|
Texto Anterior | Próximo Texto | Índice
OPINIÃO ECONÔMICA
Exportações, portos e candidatos
WADY JASMIN
Em encontro recentemente
articulado entre um dos presidenciáveis e grupo representativo de diferentes segmentos privados, tive a oportunidade de indagar do postulante quanto a sua
percepção sobre os portos nacionais e quanto ao foco que esses
mereceriam caso viesse a se eleger.
A resposta surpreendeu-me pela demonstração de objetivo conhecimento dos óbices que ainda
afligem a estrutura logística nacional e, no caso dos portos, retardam sua consolidação como centros de excelência logística.
A manifestação, incisiva, associada ao declarado compromisso
de todos os candidatos, independentemente de orientação ideológica, com providências capazes de
alavancar as exportações nacionais, enseja renovada esperança
de que, na quadra governamental
a inaugurar-se em janeiro próximo, os portos brasileiros venham
a receber apoio político mais intenso e direção normativa mais
consistente com as metas que lhes
foram atribuídas no programa
nacional de privatizações portuárias.
É fato incontroverso que, decorridos cerca de cinco anos das privatizações no setor, a expressiva
maioria dos terminais portuários
privatizados alcançou eficácia
operacional já alinhada a padrões
internacionais. No maior complexo portuário brasileiro, o porto de
Santos, por onde transitam 40%
das cargas conteinerizadas de comércio exterior do país, a velocidade operacional foi mais que
quadruplicada no período, os
congestionamentos, eliminados,
e os preços da movimentação de
cargas, reduzidos em cerca de
dois terços!
Lamentavelmente, entretanto,
parece escapar a diferentes níveis
de governo que a influência isolada do operador portuário na promoção de instrumentos logísticos
crescentemente competitivos esgota-se, nítida e naturalmente, na
sua capacidade de agregar eficiência à operação, de modo a transferir ao mercado, em ambiente concorrencial, uma parcela dos ganhos daí decorrentes.
Alcançados limites técnicos de
eficiência -que evoluem à medida da permanente agregação de
novos recursos e tecnologia à operação-, patamares mais elevados de competitividade fogem à
esfera de ação do ente privado para se relacionar com a superestrutura suprida nos portos, com a intrincada teia normativa que governa a atividade, com as tarifas
públicas impostas à operação e
com os custos extraordinários de
um contingente reconhecidamente excessivo da chamada
mão-de-obra avulsa -elementos
essencialmente dependentes de
ações em nível público.
A concepção moderna de logística a define como sendo a "gestão
de estoques em movimento" (Robert Ryan /CI Conference-1999).

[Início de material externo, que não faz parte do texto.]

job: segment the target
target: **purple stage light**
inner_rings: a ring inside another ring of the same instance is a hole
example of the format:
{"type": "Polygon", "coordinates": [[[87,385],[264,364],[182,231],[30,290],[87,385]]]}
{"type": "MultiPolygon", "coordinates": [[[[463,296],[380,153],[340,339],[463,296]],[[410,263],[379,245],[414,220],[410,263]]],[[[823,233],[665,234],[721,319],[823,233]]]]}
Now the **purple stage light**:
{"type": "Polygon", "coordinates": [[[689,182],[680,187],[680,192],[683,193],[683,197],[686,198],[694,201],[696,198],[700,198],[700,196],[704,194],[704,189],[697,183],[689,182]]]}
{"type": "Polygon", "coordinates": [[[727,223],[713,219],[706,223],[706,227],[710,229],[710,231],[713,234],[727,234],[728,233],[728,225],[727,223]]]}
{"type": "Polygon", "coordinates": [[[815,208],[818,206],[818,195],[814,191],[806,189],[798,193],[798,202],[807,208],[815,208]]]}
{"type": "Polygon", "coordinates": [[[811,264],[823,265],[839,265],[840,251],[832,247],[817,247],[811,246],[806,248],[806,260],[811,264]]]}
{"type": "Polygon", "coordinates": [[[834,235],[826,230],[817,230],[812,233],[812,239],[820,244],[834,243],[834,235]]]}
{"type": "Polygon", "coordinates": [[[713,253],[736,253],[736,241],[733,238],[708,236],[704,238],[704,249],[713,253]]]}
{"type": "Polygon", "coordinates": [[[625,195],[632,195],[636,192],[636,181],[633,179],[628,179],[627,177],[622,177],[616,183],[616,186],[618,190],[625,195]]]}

À luz do conceito, simples e
abrangente, a eficácia logística
não começa nem se esgota no
porto, ainda que nele se configure
etapa essencial na agregação de
competitividade aos bens de comércio internacional! Em verdade, nas transferências intercontinentais de mercadorias por via
aquaviária, a competitividade
global impõe, em adição a uma
etapa portuária eficaz, a utilização
de transferências locais sinérgicas
com o porto, sempre que possível
em itinerário direto desde o terminal de descarga até o armazém
do cliente e vice-versa.
Se o ingente esforço para alavancar a corrente de comércio exterior do país é um pressuposto
de política pública e tema recorrente nos programas dos quatro
principais candidatos, o caminho
inescapável é dotar os bens e insumos da cadeia produtiva com
competitividade ao nível exigido
por implacável concorrência internacional. O perfil globalizado
dos mercados é hoje condição
inamovível -goste-se ou não dele, aceite-se ou não sua despudorada assimetria!
Nesse contexto, atendido ao
quesito da oferta, o ajuste das variáveis estruturais indutoras de
crescimento exportador impõe
cauteloso gradualismo. No manejo de vetores econômicos ordinariamente conflitantes, não se pode abordar pontualmente a matriz tributária nacional nem sintonizar isoladamente o câmbio ou o
nível de crédito sem contemplar
penoso risco de efeitos indesejáveis ao conjunto da economia. É
consenso, ademais, que a sociedade rejeita vigorosamente um novo convívio com taxas inflacionárias crescentes!
Já o ajuste da competitividade
logística dos bens de comércio exterior é tarefa pontual, exclusivamente dependente da combinação de dois elementos fundamentais, sem consequência insalubre
para a estabilidade econômica:
vontade política e envolvimento
proativo, direto e consequente
dos agentes privados mais importantes na matriz de comércio exterior do país -os importadores
e os exportadores, em última análise, os donos das cargas!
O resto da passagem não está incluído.